In the comics, Bucky gets out of cryofreeze for much longer times and even has something resembling a life at one point, training Red Room recruits. He’s still a weapon, though, he’s still there to do a job and complete a mission until Steve forces his memories back (not, like in the movie, through the Power of Love but with the cosmic cube’s mojo), he’s still there to represent someone’s agenda, and he seems aware of it — he knows who he works for, what he’s doing. He questions orders, goes off-mission (which doesn’t work out too well for him), and interacts with his superiors to some degree. MCU Bucky doesn’t appear to have any of that, at least from what we’ve learned so far, until Steve jars it loose and he makes the decision to save Steve. MCU Bucky is even less likely to understand or give the tiniest crap about the rhetoric and ideology of an organization like Hydra than the comics Winter Soldier is.

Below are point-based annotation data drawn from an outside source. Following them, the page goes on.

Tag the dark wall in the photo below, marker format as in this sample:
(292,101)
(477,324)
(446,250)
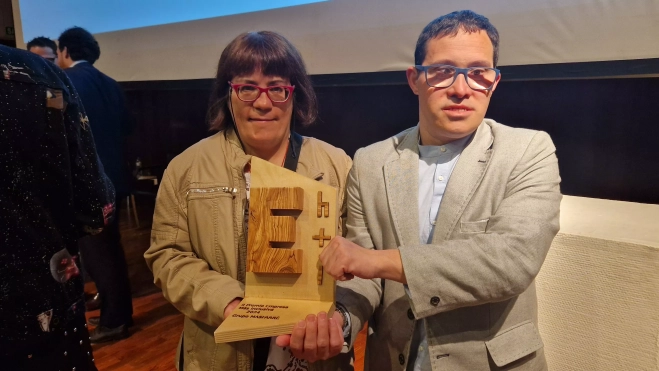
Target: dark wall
(605,130)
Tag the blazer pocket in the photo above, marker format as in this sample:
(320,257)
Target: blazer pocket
(514,343)
(474,227)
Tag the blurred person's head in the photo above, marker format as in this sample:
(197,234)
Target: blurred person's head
(77,44)
(44,47)
(262,89)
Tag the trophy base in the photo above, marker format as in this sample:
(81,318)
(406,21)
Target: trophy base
(264,317)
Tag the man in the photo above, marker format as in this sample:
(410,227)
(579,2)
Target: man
(52,191)
(102,255)
(448,276)
(44,47)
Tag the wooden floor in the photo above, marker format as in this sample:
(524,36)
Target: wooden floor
(158,325)
(153,340)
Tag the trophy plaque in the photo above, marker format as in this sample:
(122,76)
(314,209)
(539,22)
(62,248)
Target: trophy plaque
(291,219)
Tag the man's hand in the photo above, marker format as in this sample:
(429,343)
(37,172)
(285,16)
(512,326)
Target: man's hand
(231,306)
(316,337)
(343,260)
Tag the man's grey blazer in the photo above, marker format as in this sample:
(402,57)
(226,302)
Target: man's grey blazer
(474,284)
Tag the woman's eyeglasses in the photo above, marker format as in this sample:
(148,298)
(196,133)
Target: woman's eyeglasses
(249,93)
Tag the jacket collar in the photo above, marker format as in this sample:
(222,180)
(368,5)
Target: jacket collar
(304,166)
(401,173)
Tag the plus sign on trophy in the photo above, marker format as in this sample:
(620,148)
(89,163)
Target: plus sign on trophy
(291,219)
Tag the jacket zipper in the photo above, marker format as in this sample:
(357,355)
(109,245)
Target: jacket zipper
(230,190)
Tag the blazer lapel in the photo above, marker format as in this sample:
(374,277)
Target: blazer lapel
(466,176)
(401,175)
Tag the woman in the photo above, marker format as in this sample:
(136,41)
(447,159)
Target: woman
(198,242)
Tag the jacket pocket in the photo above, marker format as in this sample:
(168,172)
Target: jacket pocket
(211,226)
(514,343)
(474,227)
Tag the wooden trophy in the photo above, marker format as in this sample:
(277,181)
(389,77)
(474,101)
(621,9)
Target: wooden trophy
(291,219)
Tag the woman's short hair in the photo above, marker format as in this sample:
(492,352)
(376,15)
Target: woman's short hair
(272,55)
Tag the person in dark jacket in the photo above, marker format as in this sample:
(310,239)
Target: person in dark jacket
(102,255)
(52,192)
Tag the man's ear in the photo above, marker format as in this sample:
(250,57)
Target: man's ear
(412,77)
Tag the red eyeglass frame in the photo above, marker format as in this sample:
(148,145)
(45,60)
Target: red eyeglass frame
(290,89)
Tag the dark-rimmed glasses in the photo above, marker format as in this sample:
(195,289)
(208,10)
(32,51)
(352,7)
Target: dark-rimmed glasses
(249,93)
(444,75)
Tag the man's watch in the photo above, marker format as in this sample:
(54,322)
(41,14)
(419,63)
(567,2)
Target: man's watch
(347,323)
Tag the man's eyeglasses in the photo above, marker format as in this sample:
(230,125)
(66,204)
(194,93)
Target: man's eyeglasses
(249,93)
(443,76)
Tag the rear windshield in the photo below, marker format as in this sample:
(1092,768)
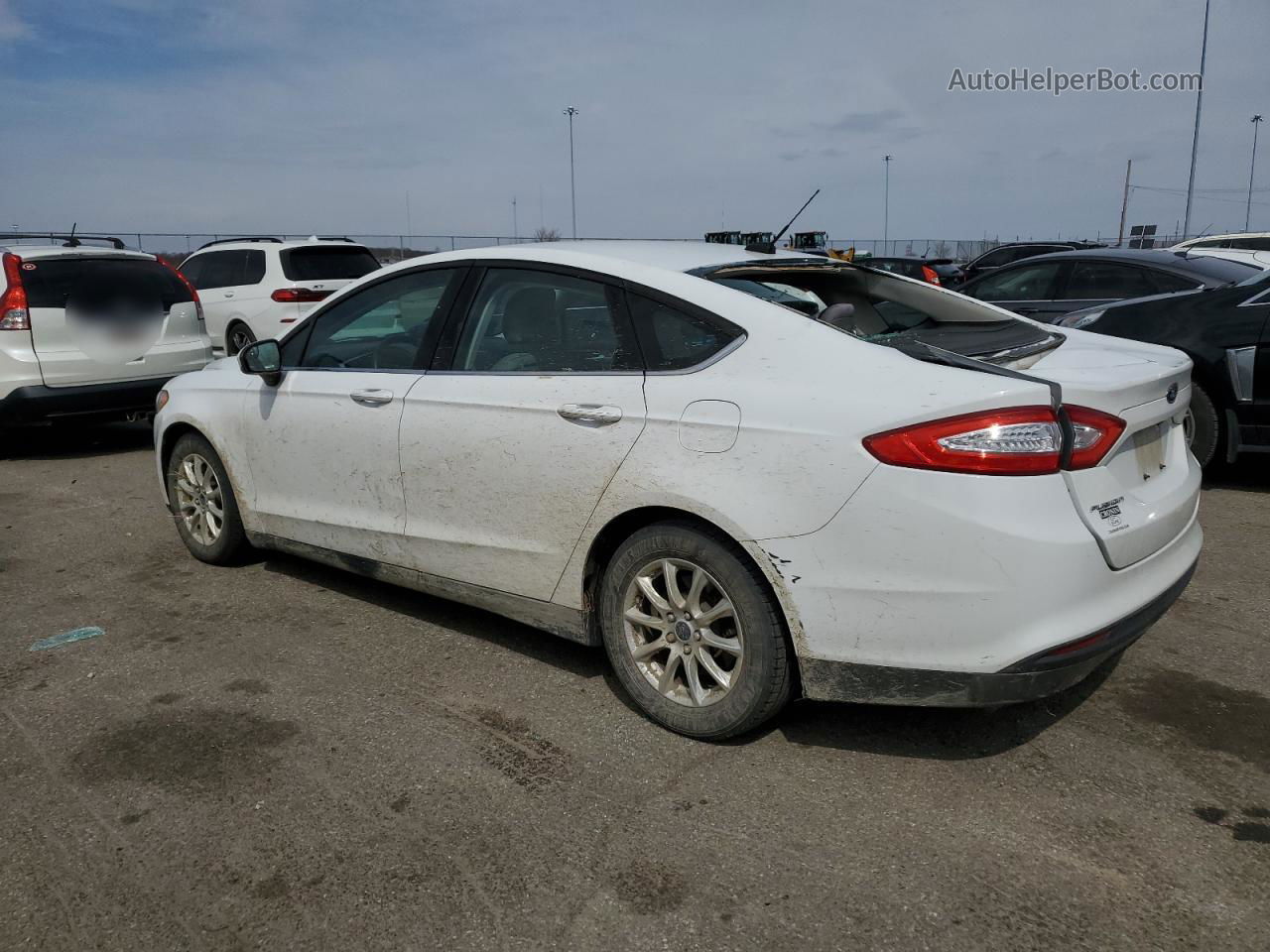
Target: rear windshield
(100,282)
(327,262)
(880,308)
(1219,271)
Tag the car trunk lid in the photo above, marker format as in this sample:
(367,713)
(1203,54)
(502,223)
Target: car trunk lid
(102,317)
(1144,492)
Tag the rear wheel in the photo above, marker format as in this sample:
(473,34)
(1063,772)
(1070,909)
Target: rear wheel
(1203,426)
(200,498)
(693,633)
(236,338)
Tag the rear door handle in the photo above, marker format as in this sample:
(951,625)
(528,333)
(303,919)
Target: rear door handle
(372,398)
(590,414)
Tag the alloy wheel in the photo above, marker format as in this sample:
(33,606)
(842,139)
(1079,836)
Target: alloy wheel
(199,500)
(683,633)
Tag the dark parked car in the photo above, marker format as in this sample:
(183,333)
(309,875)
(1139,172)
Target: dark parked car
(934,271)
(1051,286)
(1225,331)
(1017,250)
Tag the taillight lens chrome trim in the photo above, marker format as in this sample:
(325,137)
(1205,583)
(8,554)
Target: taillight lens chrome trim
(14,313)
(1023,440)
(302,296)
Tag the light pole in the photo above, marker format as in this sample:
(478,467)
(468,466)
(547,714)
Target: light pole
(1199,100)
(1247,214)
(885,207)
(572,195)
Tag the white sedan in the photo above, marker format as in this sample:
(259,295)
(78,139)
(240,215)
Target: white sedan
(746,475)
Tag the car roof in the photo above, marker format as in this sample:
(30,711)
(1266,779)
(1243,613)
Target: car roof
(1220,238)
(663,255)
(278,244)
(1160,258)
(60,250)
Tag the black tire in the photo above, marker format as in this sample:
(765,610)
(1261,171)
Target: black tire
(230,543)
(236,336)
(1206,426)
(765,682)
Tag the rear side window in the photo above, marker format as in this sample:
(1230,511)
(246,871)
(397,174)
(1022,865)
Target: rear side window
(1098,280)
(327,262)
(526,321)
(225,270)
(675,339)
(1028,282)
(102,284)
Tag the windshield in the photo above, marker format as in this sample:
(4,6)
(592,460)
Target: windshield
(881,308)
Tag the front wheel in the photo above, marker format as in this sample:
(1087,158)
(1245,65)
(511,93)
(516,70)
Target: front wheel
(1203,426)
(202,500)
(693,633)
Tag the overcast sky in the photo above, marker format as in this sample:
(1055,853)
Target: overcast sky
(309,116)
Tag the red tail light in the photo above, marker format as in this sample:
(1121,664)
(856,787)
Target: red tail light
(190,289)
(13,307)
(1095,435)
(1025,440)
(302,296)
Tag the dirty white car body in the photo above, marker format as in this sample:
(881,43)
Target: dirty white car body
(508,489)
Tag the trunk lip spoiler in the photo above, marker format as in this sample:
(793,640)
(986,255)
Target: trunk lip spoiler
(969,363)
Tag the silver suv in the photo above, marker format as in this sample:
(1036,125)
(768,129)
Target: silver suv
(89,327)
(258,287)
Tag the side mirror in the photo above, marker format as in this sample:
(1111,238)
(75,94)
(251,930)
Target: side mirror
(262,358)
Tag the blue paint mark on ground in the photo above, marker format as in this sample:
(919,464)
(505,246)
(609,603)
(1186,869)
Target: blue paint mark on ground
(66,638)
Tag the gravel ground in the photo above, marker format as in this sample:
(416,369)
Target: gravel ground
(286,757)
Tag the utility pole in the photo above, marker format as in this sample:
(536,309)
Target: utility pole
(1247,214)
(1199,102)
(1124,203)
(885,207)
(572,195)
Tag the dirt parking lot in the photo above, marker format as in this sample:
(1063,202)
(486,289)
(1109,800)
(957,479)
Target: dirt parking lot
(286,757)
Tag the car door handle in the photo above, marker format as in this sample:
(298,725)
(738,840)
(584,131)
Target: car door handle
(590,414)
(372,398)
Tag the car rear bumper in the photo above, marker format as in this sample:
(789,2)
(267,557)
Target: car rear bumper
(1029,679)
(37,403)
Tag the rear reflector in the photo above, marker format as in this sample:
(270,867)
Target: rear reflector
(13,306)
(1025,440)
(300,296)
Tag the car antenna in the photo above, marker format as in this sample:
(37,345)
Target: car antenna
(769,248)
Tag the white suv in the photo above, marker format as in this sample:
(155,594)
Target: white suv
(90,329)
(255,289)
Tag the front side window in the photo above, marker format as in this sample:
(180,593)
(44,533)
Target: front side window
(384,326)
(675,339)
(1029,282)
(1107,280)
(526,321)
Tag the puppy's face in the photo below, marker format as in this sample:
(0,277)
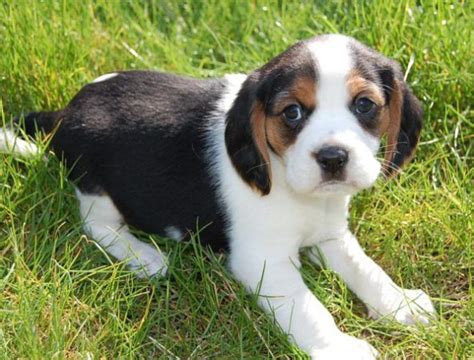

To buy into a belief system, you have to make a choice, and we’ve seen that Bucky in the MCU doesn’t have even the tiniest particle of free will anymore. If that horrifying chair scene does nothing else, it shows us how completely they’ve destroyed him and taken away any real knowledge of what he’s doing in the grand scheme of things. Pierce pumps up his bullshit with compliments, trying to give Bucky the carrot to get him back on mission, until he realizes that won’t work and he resorts to the stick instead. Because really, why would that crap work on him? He’s a tool, a weapon, and that’s all they’ve allowed him to be.

He’s almost completely undone by his memories of Steve, and they have to basically reboot him in order to get him to perform his mission. All this ideology, all these statements and beliefs, are meaningless to him, so having him shout “Hail Hydra!” before attacking Steve would have made him look like he had absorbed what Hydra stood for, made him more of an active participant in their plans, not a broken, dehumanized, tragic victim. He doesn’t even have enough agency to buy into Hydra’s mission or his part in it the way someone might with Stockholm Syndrome. It would have completely altered that aspect of his character to me, made him seem far less tragic than he is by the time he makes that decision to save Steve, and in doing so save himself.

I’m sure someone could make a good case why having him shout Hail Hydra would have been cool or might have made his mind-wipe even more tragic (if so, go to town!), but myself, I just can’t see it. I always find it fascinating to see what gets changed in the movie-making process as they go along, and it seems to me that someone showed very good sense in eliminating that line, keeping Bucky’s tragic storyline more consistent with what we know of how horribly destroyed he is as a person. He’s a blank slate, a weapon, a victim, not a slogan or a belief system — or even a villain with a plan.